Never done so I'll think about but I think ανύπαντρος is only for human.


----------



## Perseas

When filling public forms (applications etc), the question about the marital status should be answered with _άγαμος_ , in the case that someone is unmarried.


----------



## Perseas

Hi zoetsa ,



zoetsa said:


> ανύπαντρος: e.g. a young man, never married but probably wants to


 not necessarily young; _just unmarried_; maybe he wants to get married, maybe not  . 
Example:_ πέθανε ανύπαντρος_ (or _άγαμος_)_ ---> he died unmarried_ ; but we don't say _πέθανε ελεύθερος _in that sense.



> ελεύθερος: e.g. a young men not so keen on marriage, you can use it for divorced men, too


In relation to one's marital status _ελεύθερος_ means _free of marriage, being not married_; it is not used necessarily for young people. 
It is also used for men who are not engaged or they don't have a relationship at a specific period of time.

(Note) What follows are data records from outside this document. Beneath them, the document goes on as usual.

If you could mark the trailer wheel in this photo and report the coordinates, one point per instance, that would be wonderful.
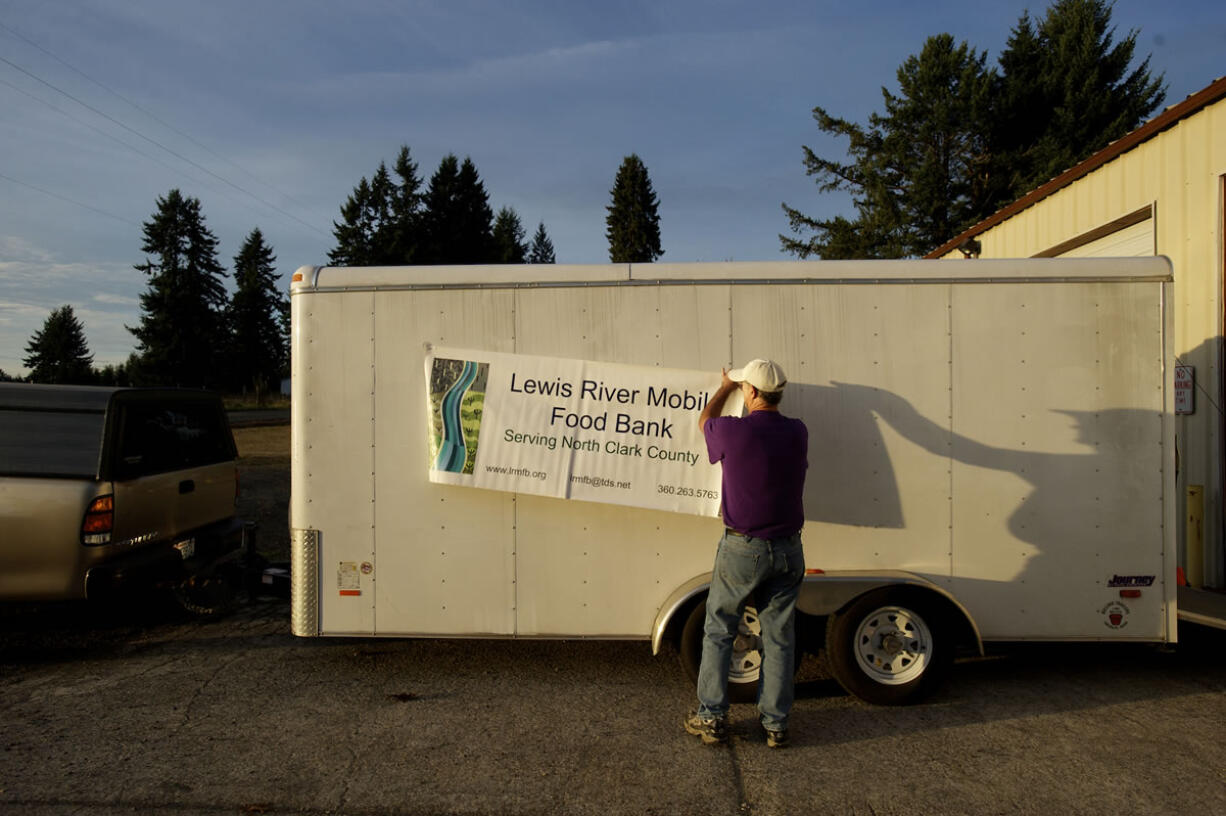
(890, 647)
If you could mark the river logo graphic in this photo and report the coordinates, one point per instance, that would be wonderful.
(457, 398)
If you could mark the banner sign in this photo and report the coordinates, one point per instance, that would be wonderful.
(573, 429)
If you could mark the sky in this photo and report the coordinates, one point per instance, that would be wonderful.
(270, 112)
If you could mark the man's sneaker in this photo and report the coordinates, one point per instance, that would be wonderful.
(714, 730)
(777, 739)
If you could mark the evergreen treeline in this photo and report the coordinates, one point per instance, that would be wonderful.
(963, 139)
(392, 219)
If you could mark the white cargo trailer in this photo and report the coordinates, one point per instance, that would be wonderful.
(991, 452)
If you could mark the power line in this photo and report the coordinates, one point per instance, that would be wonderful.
(152, 141)
(147, 113)
(55, 195)
(98, 130)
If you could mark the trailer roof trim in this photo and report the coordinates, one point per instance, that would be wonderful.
(514, 276)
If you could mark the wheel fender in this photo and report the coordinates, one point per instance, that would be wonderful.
(673, 604)
(826, 593)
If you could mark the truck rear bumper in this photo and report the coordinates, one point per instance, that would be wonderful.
(167, 562)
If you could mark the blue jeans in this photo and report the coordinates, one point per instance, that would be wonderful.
(774, 569)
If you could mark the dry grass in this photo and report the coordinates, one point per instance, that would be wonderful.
(264, 478)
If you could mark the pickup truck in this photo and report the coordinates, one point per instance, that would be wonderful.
(107, 491)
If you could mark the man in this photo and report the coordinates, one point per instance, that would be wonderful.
(764, 456)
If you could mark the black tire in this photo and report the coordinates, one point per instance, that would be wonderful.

For women: άγαμη, ανύπαντρη, ελεύθερη.


----------



## zoetsa

Perseas, do you know what e.g. means???????? You should before answering...


----------



## arsham

Oh thanks alot for all these helpful replies. The person in question is indeed filling out an application which is why I wanted to know the differences between these words.
In a casual conversation, you would then simply use anupantros or eleftheros!


----------